Whichever way we look, there is burning, looting and pillage today. It is natural that three young artists, even though not being there during the nine months of War of Liberation, should feel that life is an agony with war cries. They feeling haunted and chased by elements beyond themselves. The exhibition “The Paradaoxical Now” which began at The Bengal Gallery of Fine Arts on February 7 will continue till March 1. Feroz Mahmud, Aniuzzaman Sohel and Yasmin Jahan Nupur are soaked with such feelings of fear and fight. 
The elements in their work, such as those of Anisuzzaman, include items like guns, butcher knives, knives, paratroopers, army on horseback and on elephants ready for some warfare. Delineating history and myths , using symbols, shapes and tones  their work oscillate from familiar to unknown. “Some things make me anxious, some make me hopeful; some make me lose hope. I try to translate those feelings into art.
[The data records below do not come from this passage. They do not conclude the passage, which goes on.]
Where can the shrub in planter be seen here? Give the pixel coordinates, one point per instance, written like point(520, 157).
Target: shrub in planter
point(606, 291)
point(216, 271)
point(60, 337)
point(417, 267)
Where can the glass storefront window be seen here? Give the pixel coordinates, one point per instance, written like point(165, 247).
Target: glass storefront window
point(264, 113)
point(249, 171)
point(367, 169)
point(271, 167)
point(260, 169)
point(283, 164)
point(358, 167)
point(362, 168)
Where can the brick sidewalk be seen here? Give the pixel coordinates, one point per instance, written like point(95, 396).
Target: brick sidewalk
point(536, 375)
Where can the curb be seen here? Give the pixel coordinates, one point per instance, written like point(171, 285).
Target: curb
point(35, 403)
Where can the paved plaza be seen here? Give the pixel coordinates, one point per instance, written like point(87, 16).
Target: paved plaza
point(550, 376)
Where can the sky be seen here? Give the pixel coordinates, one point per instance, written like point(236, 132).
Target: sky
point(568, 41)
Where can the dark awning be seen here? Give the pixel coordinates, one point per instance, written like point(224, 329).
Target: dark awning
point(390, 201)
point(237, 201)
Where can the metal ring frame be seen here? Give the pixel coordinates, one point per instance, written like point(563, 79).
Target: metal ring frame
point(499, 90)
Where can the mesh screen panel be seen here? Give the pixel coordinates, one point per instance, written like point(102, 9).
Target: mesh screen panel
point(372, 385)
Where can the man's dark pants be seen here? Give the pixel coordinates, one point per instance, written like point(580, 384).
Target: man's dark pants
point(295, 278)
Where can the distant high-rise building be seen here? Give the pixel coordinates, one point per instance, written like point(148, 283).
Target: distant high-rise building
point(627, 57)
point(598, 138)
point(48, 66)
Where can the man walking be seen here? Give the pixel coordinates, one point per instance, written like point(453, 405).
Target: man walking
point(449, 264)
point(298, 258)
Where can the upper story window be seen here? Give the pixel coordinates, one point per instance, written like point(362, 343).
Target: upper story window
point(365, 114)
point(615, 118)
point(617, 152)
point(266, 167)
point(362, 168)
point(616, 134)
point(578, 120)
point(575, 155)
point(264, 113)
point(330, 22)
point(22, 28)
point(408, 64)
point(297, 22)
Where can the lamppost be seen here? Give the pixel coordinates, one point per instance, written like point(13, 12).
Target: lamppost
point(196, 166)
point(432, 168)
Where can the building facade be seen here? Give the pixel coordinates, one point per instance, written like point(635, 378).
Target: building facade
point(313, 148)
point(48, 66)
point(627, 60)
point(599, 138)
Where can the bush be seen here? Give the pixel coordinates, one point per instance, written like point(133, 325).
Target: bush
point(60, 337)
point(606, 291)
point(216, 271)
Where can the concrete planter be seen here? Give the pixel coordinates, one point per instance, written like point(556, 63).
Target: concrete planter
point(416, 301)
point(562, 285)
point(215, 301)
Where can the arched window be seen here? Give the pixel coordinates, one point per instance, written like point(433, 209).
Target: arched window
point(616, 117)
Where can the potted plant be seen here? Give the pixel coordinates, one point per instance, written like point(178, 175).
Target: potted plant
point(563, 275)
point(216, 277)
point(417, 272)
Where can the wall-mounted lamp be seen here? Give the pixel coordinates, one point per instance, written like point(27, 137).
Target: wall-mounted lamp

I can't go out and start smashing car windshields in anger, so my anger comes out in brush stokes I guess I'm just trying to turn my destructive impulses into creative ones.” In Sohel's work we find paratroopers, parts of bird, helicopters, knives to peel, Cranes and parts of Sten guns. 

Firoz Mahmud, Scenario 6 mixed on paper, 86x61cm, 2015.

Feroze goes back into the history of Bangladesh and the Indian subcontinent, to get Mughal imagery and animal symbolism. His brown stands for soil while green for the national colour. Trained in painting and drawing these are the components of his art. In Firoze's work we find a Moghul emperor clad in his flowered 'kurta', turban and layers of jewellery, with a rose in hand. There are two swords placed sideways. The throne is in pencil. There are people fighting at the back. The emperor is on horseback, with a man leading them on-the man has a snout of a pig and he is covered with a butterfly. There are paisley at the four ends of the painting containing more paisley patterns in brown.   In front is a village scene in pale blue, with men and women carrying weights. 

Art being a language of communication Yasmine Jahan Nupur 's work is conceptual social and environmental. Her works deal with domestic abuse and underlying threads of violence.” My interest in technology is in its relationship with artwork and its effect on viewers. And artists crossing paths, crossing limitatiom. I am thinking about 3D scanning, digital manipulation, sharing and the shifting relations between the physical and the digital , all in the familiar form of a sculptural installation. For me this is a very important discovery.”